DS does this too and I think a big part of it is the fact he's switching from CM-rules to home-rules and doesn't really know where the boundaries are so they play up. CM found that talking to him beforehand and setting out expectation works well. We walk home and I can't physically drag him out of the house without a coat or shoes because it's often cold and rainy when I pick him up, and also CM's driveway is cramped and I don't want him to damage her car. Plus it seems an unnecessarily negative way to deal with things. If needs must in the past I have stepped out of the room and let CM deal with it (at her suggestion) because it just draws that boundary and reminds him we're not at home yet.

ReetPetit Fri 28-Jun-13 14:05:30

even better would be for her to have him with shoes and coat on at the door Yoni! I would hate to have parents coming into my home at pick up but maybe she doesn't mind. I have always made it clear with parents from the beginning that I do swift drop off/pick up at door.

wonderingagain Fri 28-Jun-13 14:13:46

That's interesting. I used to pick up a boy from nursery and he always had mega tantrums. I would have to go in and get the coat and bag and as a child he would have seen it as 'she's taking me away from here where I am cosy and comfortable and just got used to all the rules'. He was always on a sugar low too which didn't help. Having coat and bag on, means they are prepared for the transition physically and psychologically.

YoniBottsBumgina Fri 28-Jun-13 14:25:49

Oh, I don't know, always followed CM's lead so I expect she must be happy with it. He's often watching TV or playing in the garden or inside with the other DC when I turn up, sometimes they're still finishing their tea or he's colouring while the older ones do homework.

Plus I don't always arrive at the same time due to buses (when I was at uni) or depending what time we get closed up (I work in retail now) so he could be sat there sweltering for 20 minutes if I got there late.

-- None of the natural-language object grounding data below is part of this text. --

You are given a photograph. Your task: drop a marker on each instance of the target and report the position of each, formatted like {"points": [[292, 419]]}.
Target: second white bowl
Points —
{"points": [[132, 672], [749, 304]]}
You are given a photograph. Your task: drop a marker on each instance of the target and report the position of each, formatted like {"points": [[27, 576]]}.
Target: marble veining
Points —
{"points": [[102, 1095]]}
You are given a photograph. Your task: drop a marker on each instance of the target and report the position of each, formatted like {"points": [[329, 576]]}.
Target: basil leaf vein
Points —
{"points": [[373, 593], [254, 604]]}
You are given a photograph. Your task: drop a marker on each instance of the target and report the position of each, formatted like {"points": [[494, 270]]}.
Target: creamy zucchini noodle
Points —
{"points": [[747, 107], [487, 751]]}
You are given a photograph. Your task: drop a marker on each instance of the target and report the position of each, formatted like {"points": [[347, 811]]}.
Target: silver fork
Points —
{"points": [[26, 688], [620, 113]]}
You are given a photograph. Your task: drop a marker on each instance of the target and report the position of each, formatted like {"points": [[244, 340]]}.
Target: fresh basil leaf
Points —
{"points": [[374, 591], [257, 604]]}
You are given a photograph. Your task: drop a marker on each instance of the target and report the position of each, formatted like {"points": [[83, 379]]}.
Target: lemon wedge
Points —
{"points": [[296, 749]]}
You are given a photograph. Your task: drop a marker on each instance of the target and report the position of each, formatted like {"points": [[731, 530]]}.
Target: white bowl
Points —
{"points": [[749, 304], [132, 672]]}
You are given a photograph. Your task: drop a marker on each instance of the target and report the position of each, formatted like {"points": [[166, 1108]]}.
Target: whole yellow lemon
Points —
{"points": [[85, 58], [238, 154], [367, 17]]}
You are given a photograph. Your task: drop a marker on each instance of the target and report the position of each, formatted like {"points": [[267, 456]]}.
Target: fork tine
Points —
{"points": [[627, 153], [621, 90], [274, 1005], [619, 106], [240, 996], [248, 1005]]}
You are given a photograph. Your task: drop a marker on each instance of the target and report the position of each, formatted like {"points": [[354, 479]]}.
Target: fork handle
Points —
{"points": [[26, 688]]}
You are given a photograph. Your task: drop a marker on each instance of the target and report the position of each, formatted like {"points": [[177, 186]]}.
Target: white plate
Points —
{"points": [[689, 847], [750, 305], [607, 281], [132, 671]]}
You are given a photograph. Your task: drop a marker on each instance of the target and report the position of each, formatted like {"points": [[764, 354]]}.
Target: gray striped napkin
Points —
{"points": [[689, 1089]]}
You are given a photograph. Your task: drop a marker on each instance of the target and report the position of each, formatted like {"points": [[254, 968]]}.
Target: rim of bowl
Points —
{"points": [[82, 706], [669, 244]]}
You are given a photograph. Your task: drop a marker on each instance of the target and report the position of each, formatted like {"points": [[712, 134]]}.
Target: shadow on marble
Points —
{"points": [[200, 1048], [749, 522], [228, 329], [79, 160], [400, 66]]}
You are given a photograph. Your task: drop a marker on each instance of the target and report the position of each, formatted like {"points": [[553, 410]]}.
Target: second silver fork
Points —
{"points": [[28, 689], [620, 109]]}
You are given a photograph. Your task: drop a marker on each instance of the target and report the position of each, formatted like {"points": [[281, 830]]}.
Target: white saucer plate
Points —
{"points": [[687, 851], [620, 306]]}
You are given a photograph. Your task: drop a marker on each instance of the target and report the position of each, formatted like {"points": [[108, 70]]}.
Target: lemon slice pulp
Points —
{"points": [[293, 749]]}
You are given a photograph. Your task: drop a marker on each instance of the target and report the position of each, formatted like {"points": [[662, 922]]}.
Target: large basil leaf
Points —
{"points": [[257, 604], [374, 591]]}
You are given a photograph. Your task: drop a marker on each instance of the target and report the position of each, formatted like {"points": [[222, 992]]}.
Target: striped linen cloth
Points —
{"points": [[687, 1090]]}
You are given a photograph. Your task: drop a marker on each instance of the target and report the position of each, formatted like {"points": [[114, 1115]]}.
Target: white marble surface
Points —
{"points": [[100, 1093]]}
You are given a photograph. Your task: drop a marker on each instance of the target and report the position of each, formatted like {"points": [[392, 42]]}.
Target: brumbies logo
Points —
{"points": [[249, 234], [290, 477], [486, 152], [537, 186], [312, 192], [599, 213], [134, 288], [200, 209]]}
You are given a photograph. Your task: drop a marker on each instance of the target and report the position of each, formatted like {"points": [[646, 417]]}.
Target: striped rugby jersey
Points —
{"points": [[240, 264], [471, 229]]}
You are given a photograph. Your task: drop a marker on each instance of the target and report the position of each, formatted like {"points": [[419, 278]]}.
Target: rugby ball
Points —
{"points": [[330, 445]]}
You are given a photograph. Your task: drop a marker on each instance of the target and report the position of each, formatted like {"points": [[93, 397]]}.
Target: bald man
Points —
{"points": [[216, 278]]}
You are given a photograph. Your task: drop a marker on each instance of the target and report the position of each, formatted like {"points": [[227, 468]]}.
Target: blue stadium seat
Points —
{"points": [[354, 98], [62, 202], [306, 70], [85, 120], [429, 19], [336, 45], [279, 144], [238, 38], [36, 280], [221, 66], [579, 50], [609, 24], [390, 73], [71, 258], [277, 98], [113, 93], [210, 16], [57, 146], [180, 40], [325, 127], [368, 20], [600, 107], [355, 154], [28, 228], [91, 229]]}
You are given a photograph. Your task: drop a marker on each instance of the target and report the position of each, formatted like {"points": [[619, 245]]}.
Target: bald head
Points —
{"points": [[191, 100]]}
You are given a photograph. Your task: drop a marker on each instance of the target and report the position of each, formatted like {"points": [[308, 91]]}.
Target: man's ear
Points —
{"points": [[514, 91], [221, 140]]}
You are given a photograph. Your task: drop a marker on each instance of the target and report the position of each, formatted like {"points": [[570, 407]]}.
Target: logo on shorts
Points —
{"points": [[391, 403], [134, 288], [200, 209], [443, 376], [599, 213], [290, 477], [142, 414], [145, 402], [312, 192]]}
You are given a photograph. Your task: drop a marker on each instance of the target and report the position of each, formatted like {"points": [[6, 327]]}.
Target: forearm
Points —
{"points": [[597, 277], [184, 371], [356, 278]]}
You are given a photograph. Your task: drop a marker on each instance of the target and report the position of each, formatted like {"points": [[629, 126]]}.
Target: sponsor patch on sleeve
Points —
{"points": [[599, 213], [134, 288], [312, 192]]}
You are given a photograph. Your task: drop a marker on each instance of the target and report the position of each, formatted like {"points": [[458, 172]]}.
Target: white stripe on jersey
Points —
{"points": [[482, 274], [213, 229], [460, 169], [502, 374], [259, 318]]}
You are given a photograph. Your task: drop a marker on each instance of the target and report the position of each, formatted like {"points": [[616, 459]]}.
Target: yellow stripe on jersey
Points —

minderjinx Fri 28-Jun-13 14:33:59

It's hard on everyone when you don't know when parents will pick up. I have the same problem: it would seem mean to have children coated and booted up for twenty minutes, but it is also hard to have them running off and playing their parents up for ages when they come, often meaning I finish late, not to mention on a low point. Perhaps you could text your CM from the car outside so she knows you are there, so she can get them ready for a very quick handover at the door?

twosmallbuttons Fri 28-Jun-13 14:44:03

Thanks for the advice. I like minder's suggestion of texting from the car - that way they're not hanging around by the door for me.
I generally get there at the same time so the CM could possibly anticipate my arrival too. Hmmm I'll see what she prefers smile

WetGrass Mon 01-Jul-13 12:54:26

Rituals are the key. They give the DC warning and some control.

For me what worked:
1) texting from the car (so CM could give a 5 minute warning 'mummy is on her way' )
2) a pick from the CM 'treats bucket' on exit (mini mars bar type thing). I'm ot normally big on food bribes - but it worked much like a party bag in getting them out of the door efficiently and happily.
3) The CM kept most of their stuff by the door - and if e.g. Socks weren't there, I'd abandon them for the sake of an efficient and unequivocal exit.

WetGrass Mon 01-Jul-13 12:55:49

Oh - and I had a little daily pantomime of getting them to say 'thank you CM' nicely at the end of the day - which was also part of the routine.